The ROI problem: marketing that doesn’t own the transaction
Dustin asks the big one: how do you prove ROI on long-term projects like Traveling the Spectrum versus tactical channels like paid search and social ads? Stuart says it requires assumptions, stakeholder education, and defining what you can measure upfront—reach, earned media, cultural conversation, and anecdotal signals from surveys and visitor feedback. Adam adds his hunting versus farming analogy: stakeholders love “hunting” because it’s measurable, but “farming” builds residual value that can last for years, even decades.
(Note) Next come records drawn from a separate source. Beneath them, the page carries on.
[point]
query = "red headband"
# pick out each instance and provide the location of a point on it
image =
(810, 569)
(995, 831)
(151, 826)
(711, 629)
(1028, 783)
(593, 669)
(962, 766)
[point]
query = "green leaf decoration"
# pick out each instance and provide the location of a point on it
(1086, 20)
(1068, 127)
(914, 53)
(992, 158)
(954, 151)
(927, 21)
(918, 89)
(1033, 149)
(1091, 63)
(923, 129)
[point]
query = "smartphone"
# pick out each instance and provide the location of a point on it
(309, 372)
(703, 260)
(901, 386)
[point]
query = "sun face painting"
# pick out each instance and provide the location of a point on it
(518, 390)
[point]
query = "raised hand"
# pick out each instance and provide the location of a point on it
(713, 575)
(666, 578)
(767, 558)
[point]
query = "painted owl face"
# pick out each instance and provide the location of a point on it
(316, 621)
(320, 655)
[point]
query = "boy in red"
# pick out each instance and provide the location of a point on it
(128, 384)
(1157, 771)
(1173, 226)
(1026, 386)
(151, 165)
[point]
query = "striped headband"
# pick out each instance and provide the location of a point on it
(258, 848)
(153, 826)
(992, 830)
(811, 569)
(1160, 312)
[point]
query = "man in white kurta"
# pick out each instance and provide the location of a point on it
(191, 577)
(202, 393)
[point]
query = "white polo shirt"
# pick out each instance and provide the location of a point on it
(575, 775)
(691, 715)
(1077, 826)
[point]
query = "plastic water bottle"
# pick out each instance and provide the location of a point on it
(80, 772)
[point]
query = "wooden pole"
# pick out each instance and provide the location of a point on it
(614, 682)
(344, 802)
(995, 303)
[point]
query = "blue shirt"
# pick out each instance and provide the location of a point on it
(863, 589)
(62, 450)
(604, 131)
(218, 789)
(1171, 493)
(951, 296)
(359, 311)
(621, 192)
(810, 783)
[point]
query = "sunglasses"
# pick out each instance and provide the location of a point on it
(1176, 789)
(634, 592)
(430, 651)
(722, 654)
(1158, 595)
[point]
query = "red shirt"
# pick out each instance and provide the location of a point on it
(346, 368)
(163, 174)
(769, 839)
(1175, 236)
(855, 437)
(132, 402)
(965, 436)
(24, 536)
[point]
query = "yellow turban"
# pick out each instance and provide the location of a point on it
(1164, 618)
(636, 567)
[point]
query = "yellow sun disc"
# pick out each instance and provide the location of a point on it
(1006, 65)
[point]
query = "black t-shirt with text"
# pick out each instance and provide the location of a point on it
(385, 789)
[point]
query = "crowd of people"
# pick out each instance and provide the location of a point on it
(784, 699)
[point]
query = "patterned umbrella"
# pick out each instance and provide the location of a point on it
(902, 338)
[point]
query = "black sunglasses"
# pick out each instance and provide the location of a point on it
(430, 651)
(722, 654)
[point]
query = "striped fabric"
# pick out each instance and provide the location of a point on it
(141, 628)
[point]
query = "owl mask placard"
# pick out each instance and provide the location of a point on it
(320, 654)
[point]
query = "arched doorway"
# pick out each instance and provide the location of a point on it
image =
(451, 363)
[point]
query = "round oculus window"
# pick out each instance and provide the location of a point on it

Backlash, risk, and the Reddit lesson
Dustin asks whether DMOs have experienced marketing backlash. Adam says a lot of pushback is just anti-tourism sentiment in certain communities rather than controversy from creative. Stuart tells a story about two Reddit campaigns: one that leaned into AI satire and went viral in a good way, and another that tried to poke fun at Gen Z culture and got shut down quickly because it was perceived as punching down. The lesson: risk can pay off, but satire has rules.
Locals vs visitors: are DMOs missing the resident opportunity?
Dustin pushes on whether DMO content—especially event information—should be designed for locals as much as visitors. Stuart says Visit Myrtle Beach needs to do a better job talking to residents and building civic pride, especially around downtown events and community participation. Adam makes the case that residents are one of the biggest drivers of visitation because visiting friends and relatives is such a large portion of travel, and it’s backwards that many funding structures restrict in-market messaging. Stuart agrees residents matter, but argues DMOs shouldn’t try to do it alone; it takes a coordinated ecosystem with city, county, chambers, and partner organizations.
Product vs marketing: what really drives reputation
To wrap, Dustin asks how they think about destination product versus destination promotion. Stuart says the experience is the main thing—marketing can influence, but the on-the-ground product determines whether people return and tell friends. He argues DMOs should increasingly be involved in product and experience, not just promotion. Adam keeps it simple: as marketing sophistication increases, investment and focus on product should rise right alongside it.
Closing
They close with how to find Dustin and tease seeing people at February conferences. Then the conversation keeps going after the “official” outro with candid advice to Dustin on how to grow a vendor business in this industry: lean hard into testimonials, simple case studies, and asking for warm introductions—because trust and relationships are the real currency.